Open Lectures for Residents

Service Information

As part of Cook County’s work to advance digital equity, especially as we continue to recover from COVID-19, Cook County is proud to partner with the University of Chicago Office of Civic Engagement's open learning platform for all 5.2 million Cook County residents called Cook County Presents – Open Lectures for Residents: in partnership with The University of Chicago Office of Civic Engagement.

With more than 10,000 views and counting, due to the popularity of the partnership and platform, Cook County is proud to announce a third installment of our Open Lectures for Residents series, "Voices in Action."

The series “Voices in Action” is led by local civic leaders and UChicago graduate students and focuses on Chicago’s built environment and related topics.There are ten videos by environmental activists, public health executives, UChicago graduate students, educational advocates, and other civic leaders that will be released each week for ten weeks.

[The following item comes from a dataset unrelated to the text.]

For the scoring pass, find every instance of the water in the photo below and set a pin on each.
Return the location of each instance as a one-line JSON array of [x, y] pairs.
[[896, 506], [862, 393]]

Civic leaders and graduate students include:

  • Jeff Deutsch, Director of Seminary Coop Bookstore, who advocates for the necessity of independent bookstores for building communities.
  • Daniella Periera, Vice President of Community Conservation, Openlands, Neighborhood, who advocates for trees as a civic tool to address climate change.
  • Hilary Naa-Afi Tackie, doctoral candidate, Comparative Human Development, UChicago, who ponders what teachers and their students should and should not be discussing in the classroom.
  • Angela Hurlock, Executive Director at Claretian Associates, Inc., who talks about how individuals can have a voice in building a vibrant 6-block neighorhood around their home.
  • Meredith Muir, master of Public Policy 2021, Harris School of Public Policy, who explores the connections between community organizing, collective impact, and how to build power to create equitable change in Chicago.
  • Carmen Vergara, Chief Operating Officer, Esperanza Health Centers, who discusses how to make decisions to improve health equity. 
  • Julius Jones, PhD candidate in History, University of Chicago; assistant curator, Chicago History Musem, who discusses the importance of making historical information accessible to all citizens.
  • Emily DuPree, teaching fellow in the Department of Philosophy and in the College at UChicago, who explains how philosophy can help us understand what it means to be a person in order to shed new light on how to select and assess controversial policy decisions in the city we call “home.” 
  • Nick Shields, Director of Communications and Public Affairs for Cook County, who introduces Project Rainbow, a COVID recovery initiative to inform, inspire and impact Cook County’s children and families while also addressing learning loss brought on by the pandemic.
  • Joanie Friedman, Executive Director of Civic Leadership in UChicago’s Office of Civic Engagement, who introduces the concept of “civic trust currency” and the role of a community alchemist.

Content will be organized around four built environment themes: Sustainability and Community, Housing, Policy in Action, and COVID-19 and the Human Response.

While new content will be published each week, Cook County residents can access the lectures and interviews at their own pace on the  University of Chicago's Cook County Open Lectures webpage.